O bar tem também seus garçons tradicionais, que acabam se tornando amigos dos clientes, entre eles Jorge (o Alemão), Dino Chiumento (que mesmo após não estar administrando o bar continuou como garçom) e Joelson.

Fregueses e amigos do Bar


Como já trouxemos em texto recente aqui no Turistória sobre o Bar Triângulo - outro bar próximo ao Stuart - os bares são espaços em que as sociabilidades se manifestam, em que os frequentadores se sentem à vontade para conversar sobre os mais diversos assuntos.


Com o Stuart não era diferente. Além disso, o Bar ficava próximo à redação de vários jornais da capital paranaense. Diversos jornalistas eram presença frequente no bar, e muitas vezes escreviam as próprias matérias dos jornais de dentro do bar. É o que conta Ronald Abrão, em relato presente no livro “Bares e Restaurantes de Curitiba: décadas de 1950 e 1960”:


"O quadro jornalístico de Curitiba botei dentro do Stuart. Quem fazia os jornais antigamente, fazia dentro do Stuart. Era o Milton Carvalho de Oliveira, o Renato Ribas, o Carlos do Valle, que era dono da Gazeta do Povo, o Zanello, do Paraná Esportivo, o Charchetti, um dos maiores repórteres que Curitiba teve, três vezes ganhador do Prêmio Esso de Reportagem, o Aurélio Benitez. Essa raça fazia as reportagens dentro do Stuart." 

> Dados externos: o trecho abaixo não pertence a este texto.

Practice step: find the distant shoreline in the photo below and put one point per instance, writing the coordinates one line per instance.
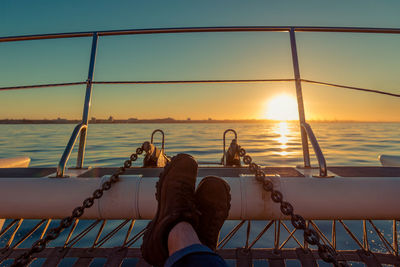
(169, 121)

Além dos jornalistas, o Bar também já recebeu diversos políticos e celebridades. Já visitaram o bar tanto políticos de tempos mais remotos como Bento Munhoz da Rocha e Manoel Ribas como de tempos mais atuais, como o ex-presidente Lula e os ex-governadores do Paraná Roberto Requião e Jaime Lerner. Ex-Jogadores de futebol, como o falecido Sicupira - presença frequente - e Romário também já passaram pelo bar.


Artistas, como o poeta curitibano Paulo Leminski, eram frequentadores assíduos do bar. Leminski tinha sua mesa habitual onde costumava se sentar, à entrada do bar, e escrever suas poesias com papel, caneta e um copo de vodca. 


Cardápio tradicional


Ligeirinho, em sua época à frente do bar, começou com a tradição de realizar um sorteio diário de uma rifa valendo algum animal, como um leitão, peru, frango, etc. Um dos pratos mais famosos do bar é o de testículos de boi, introduzido na década de 1970 e o mais conhecido do bar. Ele pode ser servido ao molho ou à milanesa. O prato começou a ser servido na época em que Chiumento estava à frente do Stuart.


Conta ele que a ideia partiu de um fazendeiro do interior. "Ele trouxe a carne para a gente. Preparamos e servimos. O pessoal gostou. Só falamos o que era depois que as pessoas perguntaram", relatou Dino para a Gazeta do Povo em 2014.



São pratos famosos também a carne de onça, a carne de rã, a codorna, o rabo de jacaré, entre outros. Além deles, há também o chopp e as centenas de bebidas disponíveis nas prateleiras do bar.

 

Com diversas sedes e diversos proprietários ao longo de sua história, o Bar Stuart mantém-se há 117 anos na vida dos curitibanos como um patrimônio da capital paranaense, preservando décadas de tradição e levando o título de bar mais antigo do Paraná.